フルネームは…花開院ゆらです。どうぞ、よしなに…」
クラスに転校生が来た。
京都から来たという、花開院さん。
「(…なんか、あの子…“違う”)」
ジッと花開院さんを見る。そして見れば見るほど―――なんか、こう、違う気がする。妖怪とはまた違うモノを感じた。
「(花開院花開院……なんか聞いたことあるな…)」
昔の記憶の片隅に追いやられたた単語を引っ張りだそうとしたが、やはり出てこない。雪女に聞いてみようかな……。

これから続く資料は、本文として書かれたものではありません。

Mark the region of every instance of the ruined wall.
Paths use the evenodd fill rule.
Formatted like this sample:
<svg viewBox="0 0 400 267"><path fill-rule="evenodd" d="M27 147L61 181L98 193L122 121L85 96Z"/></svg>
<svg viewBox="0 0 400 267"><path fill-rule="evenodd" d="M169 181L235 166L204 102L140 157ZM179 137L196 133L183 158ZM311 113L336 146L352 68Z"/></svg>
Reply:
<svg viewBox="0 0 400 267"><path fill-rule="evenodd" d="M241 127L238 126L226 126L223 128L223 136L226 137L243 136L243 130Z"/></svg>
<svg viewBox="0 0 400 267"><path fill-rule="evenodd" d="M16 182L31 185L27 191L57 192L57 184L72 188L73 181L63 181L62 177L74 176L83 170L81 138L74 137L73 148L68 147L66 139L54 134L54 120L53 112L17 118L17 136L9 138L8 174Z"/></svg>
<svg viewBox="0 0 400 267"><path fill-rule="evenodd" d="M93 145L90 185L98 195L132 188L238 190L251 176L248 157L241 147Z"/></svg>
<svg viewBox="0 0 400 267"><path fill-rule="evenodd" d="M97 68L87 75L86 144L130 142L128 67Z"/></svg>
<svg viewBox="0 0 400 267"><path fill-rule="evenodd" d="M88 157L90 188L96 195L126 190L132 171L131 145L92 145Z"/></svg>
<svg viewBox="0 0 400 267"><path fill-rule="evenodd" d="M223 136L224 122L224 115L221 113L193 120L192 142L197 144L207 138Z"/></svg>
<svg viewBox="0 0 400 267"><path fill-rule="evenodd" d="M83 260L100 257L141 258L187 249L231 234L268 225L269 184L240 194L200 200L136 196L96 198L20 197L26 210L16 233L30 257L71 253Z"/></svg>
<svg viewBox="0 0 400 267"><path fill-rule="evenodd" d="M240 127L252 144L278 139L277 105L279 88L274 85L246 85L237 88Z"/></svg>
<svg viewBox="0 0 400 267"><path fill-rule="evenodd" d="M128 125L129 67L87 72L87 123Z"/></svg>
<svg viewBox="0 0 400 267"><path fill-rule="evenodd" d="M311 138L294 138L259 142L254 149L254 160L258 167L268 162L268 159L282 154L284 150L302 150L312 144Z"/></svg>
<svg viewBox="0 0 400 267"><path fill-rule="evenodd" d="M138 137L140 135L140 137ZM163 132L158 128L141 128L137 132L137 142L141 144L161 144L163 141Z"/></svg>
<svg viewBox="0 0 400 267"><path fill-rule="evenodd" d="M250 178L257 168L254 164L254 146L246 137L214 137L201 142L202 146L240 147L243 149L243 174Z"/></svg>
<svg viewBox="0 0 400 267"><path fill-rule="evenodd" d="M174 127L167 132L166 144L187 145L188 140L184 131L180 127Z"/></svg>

「それじゃあ、席は鳴神の隣で。鳴神さん、手を挙げて」
「…あ、はい」
担任に言われて、そういえば自分の隣の席が空いていたことに気付いた。忘れてたや。
花開院さんがゆっくり近付いて来て、机に鞄をかけながらこっちに笑いかけてくれた。
「よろしゅうに」
「こちらこそ。鳴神零です」
ニコッと微笑む大人しい雰囲気の花開院さん。意外と接しやすいかも。関西か……大阪のおさかべ姫は元気かな。帰ったら久々に文を送ってみよう。
「あの…鳴神さん」
「、ん?」
「良かったら教科書見せてくれへん?まだ貰ってへんから…」
「ああ、いいよ。大変だね転校生は。でも……どうしてわざわざこの学校へ?京都から遠いのに…」
「……………」
普通に疑問を投げかけたら、何故か押し黙った。……おかしな質問はしてないよね……。
HRが始まると、花開院さんが声を潜めて言い出した。
「…鳴神さんは、妖怪って信じとる?」
「………」
あ、ヤな予感。
「……まあ、一応。信じてはいるけど…」
「………この町ではよく妖怪が出没するってことで有名なんや。そして私は――それを退治しに来た、陰陽師」
「……………」
ああ…そうだ。思い出した。
花開院。
平成に残る―――数少ない有力の陰陽師。
これはまた…厄介なことになってきた。